When Raymond Snoddy OBE says native advertising is here to stay, you can pretty well accept that native advertising is here to stay.
Mr Snoddy has had a long and distinguished career in journalism; most of it at the Times and Sunday Times end rather than the ‘Freddie Starr ate my hamster’ extreme. He has written several books on ethical issues in journalism and publishing and, following the pasting that the BBC received after the Hutton Inquiry into the Iraq war, he was the figurehead behind the Newswatch programme which continues to probe the tackier goings on in the news and media industries.
In other words, Raymond Snoddy is someone who cares about journalism and has been a champion for the independence of editors in holding out against the possible pressures brought by powerful advertisers.
In a recent article in Newsline though, entitled ’Why we can’t afford to screw up native advertising’, he makes the point well that times are changing and that there is no place for the old ‘independence’ zealotry, especially when it doesn’t even exist in the online news media who are taking up an increasing amount of overall readership.
What interests him more is the outcome of a recent symposium in the US where a leading native advertising company brought together publishers and advertisers to try and create some ground rules and set parameters for what is and what isn’t acceptable ‘nativity’.
The debate covered the usual ground; at what point does sponsored content become so covert that it breaks ethical boundaries in transparency?

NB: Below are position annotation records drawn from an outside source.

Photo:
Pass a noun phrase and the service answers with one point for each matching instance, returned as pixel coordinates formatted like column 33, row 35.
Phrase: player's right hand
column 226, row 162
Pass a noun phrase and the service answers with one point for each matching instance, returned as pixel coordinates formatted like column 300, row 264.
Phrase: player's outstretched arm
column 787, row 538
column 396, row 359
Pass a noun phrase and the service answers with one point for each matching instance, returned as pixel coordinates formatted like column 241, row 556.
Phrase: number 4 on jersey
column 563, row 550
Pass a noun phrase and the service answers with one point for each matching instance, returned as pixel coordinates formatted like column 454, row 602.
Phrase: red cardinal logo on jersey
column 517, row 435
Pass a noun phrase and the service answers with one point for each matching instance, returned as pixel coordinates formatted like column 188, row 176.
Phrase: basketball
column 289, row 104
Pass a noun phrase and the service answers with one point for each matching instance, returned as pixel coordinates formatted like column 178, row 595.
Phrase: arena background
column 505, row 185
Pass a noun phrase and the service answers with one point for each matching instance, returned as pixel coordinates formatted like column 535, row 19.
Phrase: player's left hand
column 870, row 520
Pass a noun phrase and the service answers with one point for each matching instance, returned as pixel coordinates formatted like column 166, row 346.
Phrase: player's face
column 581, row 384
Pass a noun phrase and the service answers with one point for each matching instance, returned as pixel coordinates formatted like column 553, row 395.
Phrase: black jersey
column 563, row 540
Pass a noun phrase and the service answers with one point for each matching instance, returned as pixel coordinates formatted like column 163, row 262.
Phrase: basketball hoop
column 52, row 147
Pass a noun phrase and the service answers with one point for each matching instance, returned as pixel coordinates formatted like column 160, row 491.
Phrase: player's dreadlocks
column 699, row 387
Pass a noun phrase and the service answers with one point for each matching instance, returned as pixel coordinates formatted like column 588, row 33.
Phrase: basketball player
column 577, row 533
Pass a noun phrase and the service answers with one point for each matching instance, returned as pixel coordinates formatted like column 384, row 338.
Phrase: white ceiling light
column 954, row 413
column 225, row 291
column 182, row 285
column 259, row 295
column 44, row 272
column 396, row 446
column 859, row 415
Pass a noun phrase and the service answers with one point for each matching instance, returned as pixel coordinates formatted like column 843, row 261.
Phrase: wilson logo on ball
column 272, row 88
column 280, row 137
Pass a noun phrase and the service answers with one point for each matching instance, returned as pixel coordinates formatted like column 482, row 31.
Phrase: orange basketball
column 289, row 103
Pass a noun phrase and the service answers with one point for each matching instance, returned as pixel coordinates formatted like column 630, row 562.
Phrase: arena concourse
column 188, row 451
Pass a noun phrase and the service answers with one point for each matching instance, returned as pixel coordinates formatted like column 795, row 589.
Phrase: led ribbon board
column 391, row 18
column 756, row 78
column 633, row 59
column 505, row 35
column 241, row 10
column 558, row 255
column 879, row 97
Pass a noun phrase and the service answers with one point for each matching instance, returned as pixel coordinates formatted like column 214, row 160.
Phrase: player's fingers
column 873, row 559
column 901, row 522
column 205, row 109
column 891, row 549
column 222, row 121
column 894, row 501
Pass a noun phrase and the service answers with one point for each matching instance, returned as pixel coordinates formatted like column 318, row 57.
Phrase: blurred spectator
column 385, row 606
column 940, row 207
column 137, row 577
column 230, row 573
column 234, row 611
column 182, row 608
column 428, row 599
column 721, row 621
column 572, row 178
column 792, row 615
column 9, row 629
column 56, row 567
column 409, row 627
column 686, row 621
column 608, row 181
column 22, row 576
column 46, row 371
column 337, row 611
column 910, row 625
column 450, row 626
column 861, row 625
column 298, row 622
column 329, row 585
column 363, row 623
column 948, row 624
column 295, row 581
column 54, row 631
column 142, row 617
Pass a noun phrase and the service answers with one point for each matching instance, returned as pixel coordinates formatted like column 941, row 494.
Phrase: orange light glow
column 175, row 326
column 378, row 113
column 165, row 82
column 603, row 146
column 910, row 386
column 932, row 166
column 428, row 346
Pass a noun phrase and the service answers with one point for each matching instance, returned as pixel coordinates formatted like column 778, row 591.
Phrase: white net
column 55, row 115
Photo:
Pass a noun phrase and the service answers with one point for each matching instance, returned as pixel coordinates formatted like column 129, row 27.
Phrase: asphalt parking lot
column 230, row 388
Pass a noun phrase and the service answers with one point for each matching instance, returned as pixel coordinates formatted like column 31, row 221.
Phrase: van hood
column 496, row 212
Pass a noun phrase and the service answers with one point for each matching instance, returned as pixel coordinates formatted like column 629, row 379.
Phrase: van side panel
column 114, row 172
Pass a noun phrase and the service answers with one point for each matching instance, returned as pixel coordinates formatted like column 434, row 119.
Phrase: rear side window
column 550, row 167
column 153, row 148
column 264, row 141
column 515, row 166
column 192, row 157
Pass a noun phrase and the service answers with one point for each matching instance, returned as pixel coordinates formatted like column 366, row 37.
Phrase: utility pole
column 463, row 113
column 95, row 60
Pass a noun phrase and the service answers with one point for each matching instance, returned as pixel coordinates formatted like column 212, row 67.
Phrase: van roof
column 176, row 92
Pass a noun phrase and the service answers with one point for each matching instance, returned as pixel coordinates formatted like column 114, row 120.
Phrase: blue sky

On the other side; when does the responsibility to signpost and be ‘up-front’ about content sponsorship become so intrusive that the advertiser may as well just advertise?
However, the concern that came out of the talks, and the agreement, was centred on the maximum proportion of any offer that should be native content. All appeared to agree that it should be less than 50% with some erring towards 5%.
Which brings us right back the heart of native; if the content is genuinely relevant, informative and entertaining, does the percentage matter?
However, Raymond Snoddy raises another question, turning the debate on its head.
“The basic rules make sense but where does native fit with muck-raking, awkward, scurrilous, investigative journalism? Native surely won’t want to be associated with highly controversial stories.” He suggests in his Newsline piece.
The advertisers must have loved that one; to have such an icon dress them with the halo of professional standards rather than the usual devilish horns of cynical exploitation!
Just one question though, Mr Snoddy. The ‘muck-raking, awkward, scurrilous investigative journalism’ to which you refer, presumably only exists because there are consumers out there who want to consume it. The native advertising task is to provide content that is equally attractive and entertaining for them even if some would also apply those adjectives to the sponsored content.
Native’s power is in its ability to understand, empathise and speak to its target markets whoever they are and whatever they choose to read. Native advertising is built on respecting its audience, not sitting in judgement on their taste.